President Bush should use his new-found power wisely
President George W. Bush has a luxury few presidents have enjoyed: For the last two years of his first term, his party will control both the U.S. House and the Senate.
The president will have the opportunity to pursue his policies with vigor, and he is entitled to do so. But now, even more than before, he should be careful that his policies reflect the mood of the country.
The Republicans hold control of the government only by slim margins in both the House and Senate, and to suggest that the president has been given an unqualified mandate would be an overstatement.
A total of fewer than 50,000 votes in three states -- Minnesota, Missouri and New Hampshire -- gave Republicans control of the Senate. And some races took strange turns that do not lend themselves to making strong statements about mandates.
None was stranger than in Georgia, where U.S. Rep. Saxby Chambliss, a Republican, defeated the Democratic incumbent, Max Cleland. Chambliss ran a campaign that questioned Cleland's commitment to keeping this nation safe from its enemies, even running one ad that juxtaposed pictures of Cleland, Saddam Hussein and Osama bin Laden.
Chambliss made it a point to visit every military base in Georgia and enjoyed three campaign visits by the president, who said he needed a man like Chambliss in the Senate. What's strange about that? Only that Cleland would seem to have impeccable military and patriotic credentials. He is a Vietnam veteran who lost two legs and an arm there and was a former director of the Veteran Administration. Chambliss spent the war years in college and law school.
Historic victory nonetheless
Such anomalies notwithstanding, it remains that the GOP gained two seats in the Senate and five in the House, which is remarkable. By post-World War II standards, the sitting president could have expected his party to lose 22 House seats and two Senate seats in this election.
President Bush has resisted any urge to gloat in the wake of his victory, and has even called for the existing Congress, which reconvenes this week, to take a bipartisan approach to some of his legislative priorities, especially homeland security.

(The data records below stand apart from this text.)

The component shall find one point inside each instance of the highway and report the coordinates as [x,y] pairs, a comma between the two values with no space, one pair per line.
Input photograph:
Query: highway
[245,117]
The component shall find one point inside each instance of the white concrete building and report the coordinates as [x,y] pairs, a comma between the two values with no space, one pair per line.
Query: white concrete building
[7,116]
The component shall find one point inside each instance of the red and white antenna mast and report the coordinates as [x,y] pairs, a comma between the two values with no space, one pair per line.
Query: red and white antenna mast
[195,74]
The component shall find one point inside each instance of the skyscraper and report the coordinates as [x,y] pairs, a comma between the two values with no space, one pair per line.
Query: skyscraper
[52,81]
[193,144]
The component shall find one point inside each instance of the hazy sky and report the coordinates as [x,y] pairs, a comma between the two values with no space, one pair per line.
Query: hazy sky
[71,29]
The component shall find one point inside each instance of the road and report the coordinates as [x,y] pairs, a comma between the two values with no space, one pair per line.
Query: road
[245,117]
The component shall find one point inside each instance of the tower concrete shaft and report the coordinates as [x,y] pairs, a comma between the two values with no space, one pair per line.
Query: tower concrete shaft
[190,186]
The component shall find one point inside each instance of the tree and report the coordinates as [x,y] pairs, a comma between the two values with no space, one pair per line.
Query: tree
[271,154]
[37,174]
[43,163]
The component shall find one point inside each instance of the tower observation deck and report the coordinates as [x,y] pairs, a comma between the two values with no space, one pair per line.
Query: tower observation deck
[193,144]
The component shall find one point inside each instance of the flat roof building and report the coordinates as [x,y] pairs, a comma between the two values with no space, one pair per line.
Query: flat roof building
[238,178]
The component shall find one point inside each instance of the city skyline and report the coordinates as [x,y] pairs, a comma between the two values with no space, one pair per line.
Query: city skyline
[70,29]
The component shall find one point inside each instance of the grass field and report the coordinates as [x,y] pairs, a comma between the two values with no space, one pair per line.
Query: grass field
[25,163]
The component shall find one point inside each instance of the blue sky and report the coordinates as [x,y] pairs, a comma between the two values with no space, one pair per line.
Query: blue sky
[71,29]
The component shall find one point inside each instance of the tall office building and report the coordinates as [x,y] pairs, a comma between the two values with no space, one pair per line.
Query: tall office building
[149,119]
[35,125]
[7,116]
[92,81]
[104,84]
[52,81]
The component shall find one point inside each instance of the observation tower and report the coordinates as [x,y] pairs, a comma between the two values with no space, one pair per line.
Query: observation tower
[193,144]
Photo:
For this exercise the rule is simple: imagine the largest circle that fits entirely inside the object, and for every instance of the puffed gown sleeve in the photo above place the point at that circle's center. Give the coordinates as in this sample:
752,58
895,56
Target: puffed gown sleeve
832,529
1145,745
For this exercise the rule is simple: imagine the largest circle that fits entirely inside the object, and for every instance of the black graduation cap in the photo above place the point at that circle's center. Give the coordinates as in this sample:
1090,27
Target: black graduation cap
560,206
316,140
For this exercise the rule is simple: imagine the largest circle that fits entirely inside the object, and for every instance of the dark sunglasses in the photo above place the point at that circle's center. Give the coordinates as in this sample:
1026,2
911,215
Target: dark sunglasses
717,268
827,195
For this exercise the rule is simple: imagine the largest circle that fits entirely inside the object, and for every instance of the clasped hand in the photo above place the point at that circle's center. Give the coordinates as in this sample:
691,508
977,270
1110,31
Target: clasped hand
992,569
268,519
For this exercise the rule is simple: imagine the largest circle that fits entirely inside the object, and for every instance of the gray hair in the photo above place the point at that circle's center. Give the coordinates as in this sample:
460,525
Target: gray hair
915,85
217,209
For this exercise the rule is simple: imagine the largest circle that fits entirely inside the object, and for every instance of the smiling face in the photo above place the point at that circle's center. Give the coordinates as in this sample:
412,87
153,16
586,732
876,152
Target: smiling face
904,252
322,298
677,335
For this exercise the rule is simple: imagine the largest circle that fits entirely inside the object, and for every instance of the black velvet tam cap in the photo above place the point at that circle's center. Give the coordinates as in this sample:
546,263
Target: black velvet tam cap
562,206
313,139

But don't expect much heavy lifting until after the first of the year, when the new Republican majorities take their seats -- though the balance of power has already shifted. With the appointment of an independent to serve as an interim senator from Minnesota, following the death of Democrat Paul Wellstone in a plane crash 11 days before the election, the Senate now has 48 Democrats, 48 Republicans and two independents.
Anticipated priorities
The presidential priorities will be homeland security, clearing the backlog of his judicial nominations in the Senate, taxes and the economy, prescription drug coverage for senior citizens and Social Security reform. He can expect to face considerable pressure from social conservatives on right-to-life issues that include restricting stem cell and cloning research and access to abortion.
Given that he campaigned on the need for his version of a new Homeland Security Department, and given the success of that campaign, the president will almost certainly get what he wants, a department of 170,000 workers exempt from collective bargaining rights.
His tax priority seems to be making permanent the $1.35 trillion in tax cuts that were enacted last year and are set to expire in 2010. There he should tread more carefully. The combination of higher defense costs and lower tax income due to the weakened economy has brought a return of deficit spending.
The prevailing theory behind the president's first round of cuts was that since the government was taking in more than it needed, it should return the money proportionally to those who were paying it. But at a time when the economy is in a slump and Washington is spending more than it is taking in, tax cuts should be aimed more at boosting the economy. That would mean cuts at the lower and middle end of the tax scale, where the recipients could be expected to spend much of what they got back, boosting the economy.
Lasting effect
Even before last week's election, we said that the president was entitled to have his judicial nominations acted upon. We believe it would be a mistake, though, for the new Senate to simply rubber-stamp the president's nominees. Given the numbers in both the 2000 and 2002 elections, neither the president nor Congress can claim a mandate for building an ultraconservative judiciary that would affect the American justice system for a generation.
Both parties want to expand prescription drug coverage for the elderly. The trick will be providing senior citizens with meaningful help on their prescription bills while keeping the cost to the federal government within range. If the president pushes through a bill that is more show than substance, it will do him and his party more harm than good in the long run.
As to privatizing Social Security, any plan that allows younger taxpayers to divert part of their Social Security payments into private investment accounts is going to have to show how those losses can be absorbed by the system. How can money be redirected without either increasing the Social Security tax rate for workers or cutting the pensions of present Social Security retirees or people who will retire in the next 10 or even 20 years?
The president's approval numbers remain above 60 percent, and given those numbers and the results of last week's election, he could easily get carried away. But he not only has a responsibility to respect the loyal opposition, it is smart politics to do so. He dare not forget that his father had approval ratings in the 90s only two years before the voters turned on him and elected Bill Clinton.